Gage Stump and Sean Vannatta are two such shoppers. They wait their turns upwards of four days each week outside Farm to Table Direct in order to purchase fresh local produce and meat.

“I like food that’s fresh and of good quality,” said Gage Stump of Romney, a salesman. “After a couple times, the butchers here know us and know what we like.”

The farm-to-table approach often offers proprietors a competitive edge by advertising specials and culinary delights created with farm fresh products.

“They run specials all the time,” said Vannatta, of Pittsburgh, a student at West Virginia University living in Morgantown.

“I stopped in here on Tuesday and they told us they were butchering 500 chickens. They said the chickens would be here today, so here I am,” he said.

Farm to table enterprises typically have a direct relationship with local farms instead of purchasing inventory from a supplier or food distributor. In the case of Farm to Table Direct, the company has agreements with several farms across West Virginia, western Maryland, and southwestern Pennsylvania.

All of which isn’t bad for a business that opened Jan. 1 and has contended with a pandemic and lockdown for much of its current existence. As a grocery store, it was deemed an essential business and never closed during the lockdown.

Radcliff said his real business is insurance, not groceries He owns a successful insurance company, Private Client Insurance, that insures professional athletes. It keeps him on the road more than 200 days every year, he said.

The insurance business, however, begat the farm-to-table business.

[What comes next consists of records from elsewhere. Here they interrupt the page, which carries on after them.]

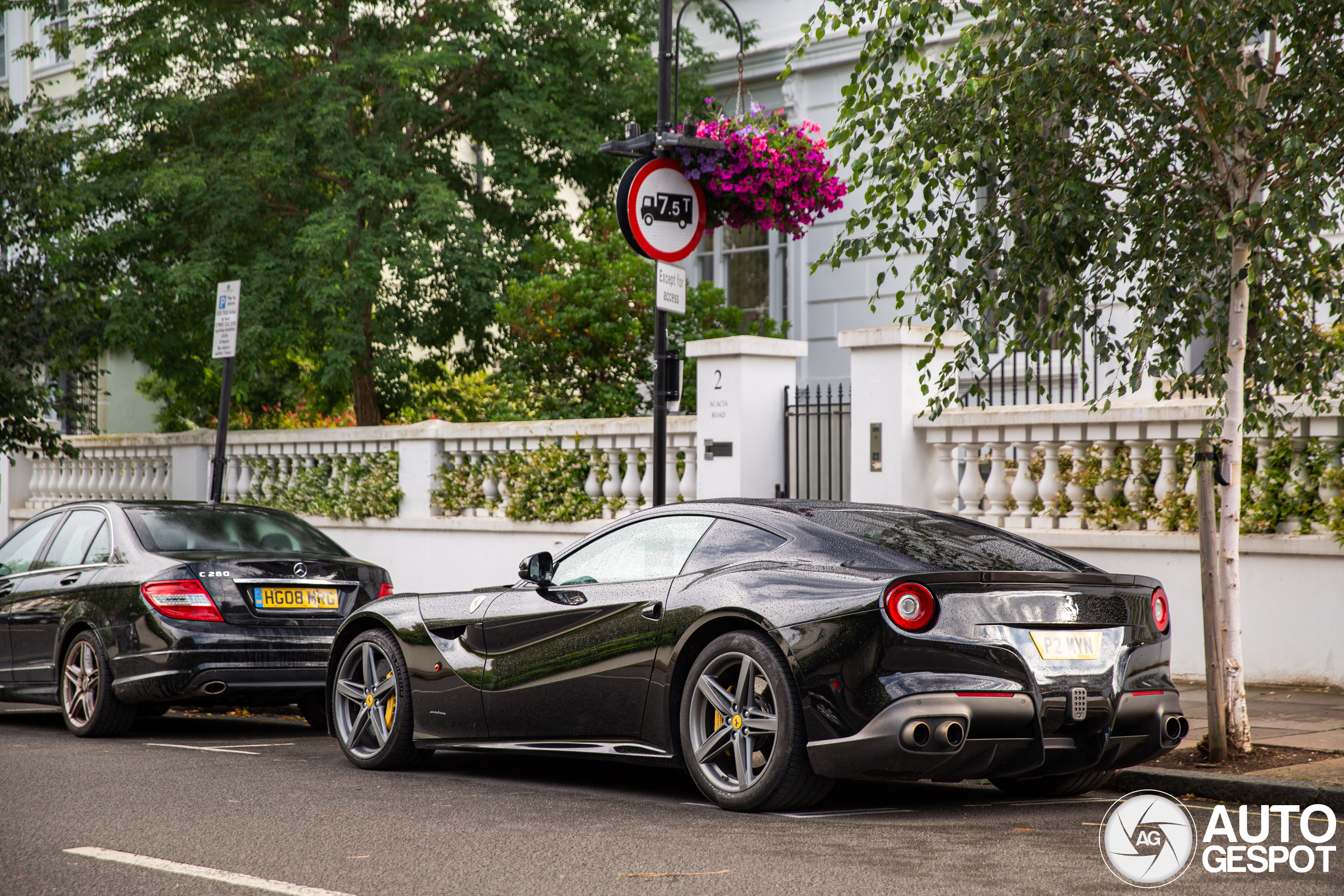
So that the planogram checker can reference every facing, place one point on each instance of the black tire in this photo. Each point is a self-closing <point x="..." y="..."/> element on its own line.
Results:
<point x="785" y="778"/>
<point x="1053" y="786"/>
<point x="88" y="703"/>
<point x="313" y="710"/>
<point x="383" y="741"/>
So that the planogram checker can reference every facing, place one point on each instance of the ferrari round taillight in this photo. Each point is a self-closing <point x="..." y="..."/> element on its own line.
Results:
<point x="182" y="599"/>
<point x="1162" y="616"/>
<point x="910" y="605"/>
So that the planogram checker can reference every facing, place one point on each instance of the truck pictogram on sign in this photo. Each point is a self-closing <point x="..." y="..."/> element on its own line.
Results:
<point x="674" y="208"/>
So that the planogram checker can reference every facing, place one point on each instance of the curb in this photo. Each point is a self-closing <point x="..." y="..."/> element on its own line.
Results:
<point x="1233" y="789"/>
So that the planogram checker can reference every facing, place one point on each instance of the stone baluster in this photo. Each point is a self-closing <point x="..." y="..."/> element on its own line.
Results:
<point x="613" y="481"/>
<point x="244" y="479"/>
<point x="490" y="484"/>
<point x="972" y="488"/>
<point x="671" y="484"/>
<point x="1023" y="488"/>
<point x="1107" y="488"/>
<point x="996" y="488"/>
<point x="1166" y="483"/>
<point x="1324" y="489"/>
<point x="502" y="479"/>
<point x="631" y="484"/>
<point x="163" y="480"/>
<point x="1077" y="495"/>
<point x="1049" y="487"/>
<point x="38" y="483"/>
<point x="1295" y="487"/>
<point x="1136" y="484"/>
<point x="687" y="486"/>
<point x="945" y="486"/>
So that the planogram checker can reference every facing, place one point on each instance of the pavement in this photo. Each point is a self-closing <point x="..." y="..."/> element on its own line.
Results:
<point x="1281" y="715"/>
<point x="277" y="801"/>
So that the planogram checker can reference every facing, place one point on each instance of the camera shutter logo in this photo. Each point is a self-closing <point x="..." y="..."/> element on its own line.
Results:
<point x="1148" y="839"/>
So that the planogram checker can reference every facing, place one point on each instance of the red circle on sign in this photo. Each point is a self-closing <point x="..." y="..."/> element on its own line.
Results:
<point x="646" y="217"/>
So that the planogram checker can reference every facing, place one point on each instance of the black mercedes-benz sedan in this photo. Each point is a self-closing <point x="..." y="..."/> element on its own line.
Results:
<point x="114" y="609"/>
<point x="773" y="647"/>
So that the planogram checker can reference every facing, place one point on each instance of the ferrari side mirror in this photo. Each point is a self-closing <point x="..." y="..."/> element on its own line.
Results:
<point x="537" y="568"/>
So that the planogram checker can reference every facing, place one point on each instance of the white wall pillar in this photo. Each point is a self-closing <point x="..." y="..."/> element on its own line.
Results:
<point x="191" y="471"/>
<point x="886" y="390"/>
<point x="418" y="462"/>
<point x="740" y="399"/>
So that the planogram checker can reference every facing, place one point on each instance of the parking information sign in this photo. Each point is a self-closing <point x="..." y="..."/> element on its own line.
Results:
<point x="226" y="319"/>
<point x="662" y="213"/>
<point x="670" y="293"/>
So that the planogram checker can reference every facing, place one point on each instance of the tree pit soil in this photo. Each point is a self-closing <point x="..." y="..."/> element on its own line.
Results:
<point x="1260" y="760"/>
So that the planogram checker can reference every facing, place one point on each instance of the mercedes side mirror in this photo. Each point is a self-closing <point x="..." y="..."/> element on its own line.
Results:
<point x="537" y="568"/>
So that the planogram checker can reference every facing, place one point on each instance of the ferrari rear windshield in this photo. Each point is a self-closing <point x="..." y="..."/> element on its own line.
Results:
<point x="226" y="530"/>
<point x="942" y="542"/>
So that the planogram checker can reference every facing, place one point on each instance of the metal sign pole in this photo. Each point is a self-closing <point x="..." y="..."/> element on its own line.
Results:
<point x="226" y="347"/>
<point x="658" y="456"/>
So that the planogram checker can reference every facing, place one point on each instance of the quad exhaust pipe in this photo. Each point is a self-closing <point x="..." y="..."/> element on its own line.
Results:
<point x="1177" y="727"/>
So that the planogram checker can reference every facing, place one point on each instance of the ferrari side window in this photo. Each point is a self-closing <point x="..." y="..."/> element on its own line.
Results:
<point x="649" y="550"/>
<point x="729" y="542"/>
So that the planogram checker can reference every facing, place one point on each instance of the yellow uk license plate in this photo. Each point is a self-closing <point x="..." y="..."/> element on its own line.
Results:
<point x="296" y="598"/>
<point x="1067" y="645"/>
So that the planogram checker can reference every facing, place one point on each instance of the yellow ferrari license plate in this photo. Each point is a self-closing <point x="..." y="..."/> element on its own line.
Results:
<point x="1067" y="645"/>
<point x="296" y="598"/>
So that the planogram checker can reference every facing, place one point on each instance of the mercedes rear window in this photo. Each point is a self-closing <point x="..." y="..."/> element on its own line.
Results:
<point x="226" y="530"/>
<point x="944" y="543"/>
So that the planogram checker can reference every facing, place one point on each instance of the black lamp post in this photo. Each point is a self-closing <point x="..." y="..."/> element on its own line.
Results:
<point x="664" y="136"/>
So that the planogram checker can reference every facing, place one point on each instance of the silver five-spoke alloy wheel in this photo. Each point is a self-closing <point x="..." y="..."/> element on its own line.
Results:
<point x="80" y="684"/>
<point x="733" y="722"/>
<point x="366" y="700"/>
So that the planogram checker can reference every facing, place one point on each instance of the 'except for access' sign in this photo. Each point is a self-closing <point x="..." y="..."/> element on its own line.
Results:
<point x="226" y="319"/>
<point x="670" y="289"/>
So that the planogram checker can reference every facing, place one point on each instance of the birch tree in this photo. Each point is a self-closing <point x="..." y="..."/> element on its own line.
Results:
<point x="1050" y="160"/>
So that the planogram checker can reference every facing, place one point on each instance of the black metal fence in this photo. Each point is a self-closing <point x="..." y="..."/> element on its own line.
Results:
<point x="816" y="444"/>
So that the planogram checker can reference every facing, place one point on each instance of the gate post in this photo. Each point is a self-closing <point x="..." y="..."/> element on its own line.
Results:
<point x="740" y="402"/>
<point x="885" y="382"/>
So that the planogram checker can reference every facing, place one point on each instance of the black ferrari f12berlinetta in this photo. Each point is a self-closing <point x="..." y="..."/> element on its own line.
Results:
<point x="772" y="648"/>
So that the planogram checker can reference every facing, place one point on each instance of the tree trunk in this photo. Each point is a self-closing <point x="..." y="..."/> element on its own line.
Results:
<point x="1230" y="516"/>
<point x="366" y="399"/>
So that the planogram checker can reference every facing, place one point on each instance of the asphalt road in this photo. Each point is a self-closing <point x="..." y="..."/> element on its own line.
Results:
<point x="295" y="810"/>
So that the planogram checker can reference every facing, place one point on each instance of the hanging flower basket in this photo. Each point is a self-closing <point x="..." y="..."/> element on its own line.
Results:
<point x="772" y="172"/>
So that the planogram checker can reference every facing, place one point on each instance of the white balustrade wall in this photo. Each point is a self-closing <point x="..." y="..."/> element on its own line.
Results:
<point x="264" y="464"/>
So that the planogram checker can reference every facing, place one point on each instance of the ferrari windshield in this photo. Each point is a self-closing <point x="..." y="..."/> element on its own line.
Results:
<point x="939" y="542"/>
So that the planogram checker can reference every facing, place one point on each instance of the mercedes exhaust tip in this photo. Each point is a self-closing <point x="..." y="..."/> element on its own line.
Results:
<point x="949" y="735"/>
<point x="916" y="735"/>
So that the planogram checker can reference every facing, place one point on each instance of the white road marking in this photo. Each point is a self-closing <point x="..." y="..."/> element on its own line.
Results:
<point x="224" y="747"/>
<point x="200" y="871"/>
<point x="839" y="812"/>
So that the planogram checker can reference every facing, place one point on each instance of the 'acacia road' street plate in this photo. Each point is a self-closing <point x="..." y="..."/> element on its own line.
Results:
<point x="1067" y="645"/>
<point x="296" y="598"/>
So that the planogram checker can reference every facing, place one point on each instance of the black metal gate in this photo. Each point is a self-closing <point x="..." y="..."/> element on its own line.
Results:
<point x="816" y="444"/>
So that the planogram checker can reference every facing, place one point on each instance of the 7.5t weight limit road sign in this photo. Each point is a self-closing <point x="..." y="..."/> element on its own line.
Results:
<point x="662" y="214"/>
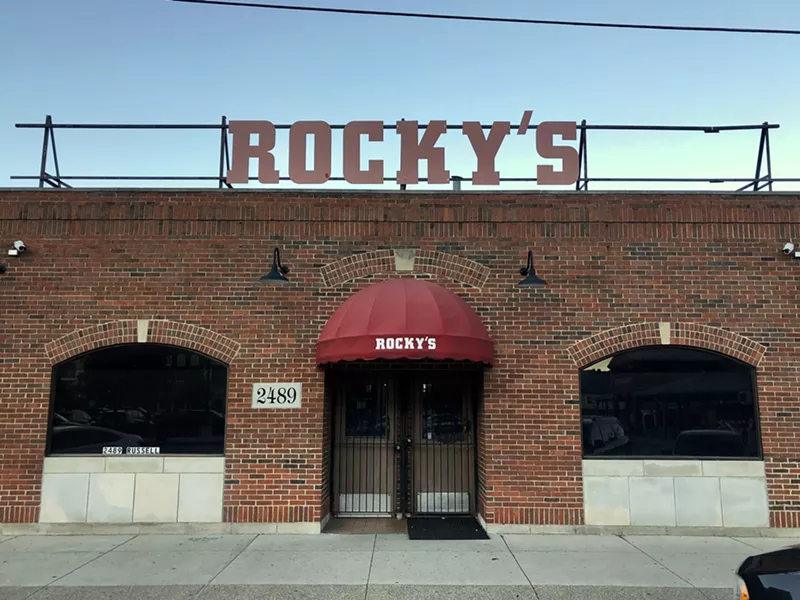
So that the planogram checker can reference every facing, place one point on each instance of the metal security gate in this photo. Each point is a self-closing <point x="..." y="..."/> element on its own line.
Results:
<point x="443" y="456"/>
<point x="404" y="443"/>
<point x="364" y="450"/>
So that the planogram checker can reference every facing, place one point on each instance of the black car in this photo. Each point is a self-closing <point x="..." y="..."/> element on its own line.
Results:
<point x="770" y="576"/>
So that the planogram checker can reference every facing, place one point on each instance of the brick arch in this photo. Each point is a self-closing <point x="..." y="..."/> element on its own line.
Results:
<point x="431" y="262"/>
<point x="173" y="333"/>
<point x="716" y="339"/>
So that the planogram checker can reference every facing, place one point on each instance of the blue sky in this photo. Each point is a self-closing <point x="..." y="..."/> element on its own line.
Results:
<point x="139" y="61"/>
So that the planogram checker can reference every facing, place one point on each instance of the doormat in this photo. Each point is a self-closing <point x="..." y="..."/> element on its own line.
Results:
<point x="445" y="528"/>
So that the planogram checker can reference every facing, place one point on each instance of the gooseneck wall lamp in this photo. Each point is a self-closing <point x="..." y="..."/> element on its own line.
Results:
<point x="530" y="274"/>
<point x="278" y="271"/>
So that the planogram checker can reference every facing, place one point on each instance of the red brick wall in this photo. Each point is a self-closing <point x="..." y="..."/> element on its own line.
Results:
<point x="194" y="259"/>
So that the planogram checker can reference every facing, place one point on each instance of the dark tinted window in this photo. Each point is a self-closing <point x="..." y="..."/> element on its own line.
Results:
<point x="139" y="395"/>
<point x="661" y="402"/>
<point x="365" y="410"/>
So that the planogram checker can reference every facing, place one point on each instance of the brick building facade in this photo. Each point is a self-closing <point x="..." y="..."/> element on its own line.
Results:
<point x="182" y="268"/>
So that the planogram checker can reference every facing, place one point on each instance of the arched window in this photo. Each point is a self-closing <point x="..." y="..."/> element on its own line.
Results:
<point x="667" y="402"/>
<point x="138" y="396"/>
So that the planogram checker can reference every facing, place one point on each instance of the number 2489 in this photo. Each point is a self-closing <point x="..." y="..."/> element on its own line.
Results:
<point x="280" y="395"/>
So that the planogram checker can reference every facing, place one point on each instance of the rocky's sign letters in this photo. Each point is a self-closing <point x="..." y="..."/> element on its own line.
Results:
<point x="405" y="343"/>
<point x="412" y="151"/>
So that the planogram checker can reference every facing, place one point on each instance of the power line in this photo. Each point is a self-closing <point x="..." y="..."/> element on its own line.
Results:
<point x="446" y="17"/>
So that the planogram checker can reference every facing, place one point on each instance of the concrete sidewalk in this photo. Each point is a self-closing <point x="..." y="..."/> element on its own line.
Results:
<point x="229" y="567"/>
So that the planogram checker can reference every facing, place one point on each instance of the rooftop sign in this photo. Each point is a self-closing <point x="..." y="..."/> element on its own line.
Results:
<point x="413" y="150"/>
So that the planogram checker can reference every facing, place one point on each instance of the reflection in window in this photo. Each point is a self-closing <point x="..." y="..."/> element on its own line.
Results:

“My wife wanted to raise beef to at least know where our food came from, so we started with two cows,” said Radcliff. “So, we start mentioning to some of our athletes that we have a farm and we’re raising cattle. A lot of your NFL players, as they start to get a little bit older in the league, they want good meats without antibiotics and hormones because their body is their business.”

Radcliff bought a USDA-licensed butcher facility in Oakland, Maryland late last year and has several ongoing relationships with farmers across the tri-state region.

“Our cows are fed water and grass. That’s it,” he said. “That’s our only requirement. When we find a farmer who thinks like us, we add him.”

His retail outlet at Fort Pierpoint is a first, but he plans to open at least two other stores, he said, one in Bridgeport and another in Florida.

‘This isn’t some agribusiness out here to screw somebody to make as much as we can,” said Radcliff. “It’s about providing people with a consistent product on a day-in and day-out basis. And to do that, we need farmers raising cattle the same way they’ve always done. We want to go back, not forward. We want to raise cattle in the simplest way with the simplest ingredients.”